Ignition Interlock Device
NC DWI laws require an ignition interlock device (IID) installed in vehicles for any driver convicted of DWI with a 0.15% BAC or higher or a subsequent DWI offense within 7 years of any prior conviction. This technology is not yet fully reliable, and users complain of being left stranded, even with no alcohol in their system. There are monthly charges for the equipment and and installation fee. It is also rather humiliating to have to “blow” in front of your family or other passengers in order to get your car to start.
Refusal of Chemical Analysis
In North Carolina, like other jurisdictions, drivers automatically give their “implied consent” to chemical analysis. If you decide to refuse, your North Carolina license (or North Carolina driving privileges if from another state) will be immediately suspended for thirty (30) days (subject to a Limited Driving Privilege) and an additional one (1) year after a DMV hearing challenge even if you are ultimately found not guilty in the associated DWI criminal charge. Additionally, it should be noted that refusal of breath testing can result in a warrant issued to draw a blood sample, even forcibly against a defendant’s will. And, in some exigent cases, an officer may direct medical personnel to collect a blood sample without a judicial warrant.

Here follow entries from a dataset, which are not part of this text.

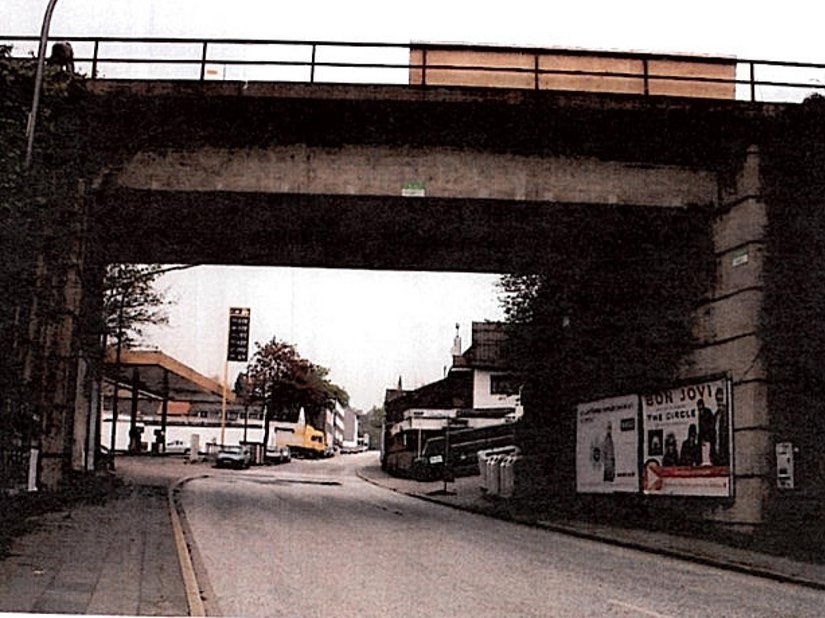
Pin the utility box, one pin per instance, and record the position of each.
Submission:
(785, 478)
(194, 447)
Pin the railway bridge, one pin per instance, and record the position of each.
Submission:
(480, 160)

Commercial Drivers License (CDL)
As one would expect, CDL holders are held to a higher standard than ordinary drivers. In many cases, even an arrest for DWI will result in loss of their job given the risks of lawsuits for any accident after a DWI. Same with their license. CDL drivers can lose their license and ability to work before a DWI conviction. This is why it is so critical for CDL drivers to never drive with any alcohol in their system. The BAC level for presumed impairment for any person driving a commercial vehicle is cut in half to 0.04%, but any scent of alcohol will start the DWI investigation process and almost always results in arrest.
Over the years, we have represented many different types of professionals from doctors, nurses, lawyers, accountants, and dental hygienists. Given the public outcry and harsh DWI laws, they are naturally concerned that their professional license and even their livelihood is in jeopardy. NC DWI laws are some of the strictest and harshest in the county. However, we have found most licensing agencies are understanding provided that they are properly notified by the license holder and some type of contrition is forthcoming. For our clients, we advocate voluntarily disclosing a DWI arrest, as it is usually required by the licensing agency. Even if it is not required, disclosure is always preferable to exposure, which typically makes it seem as though you were trying to hide the truth.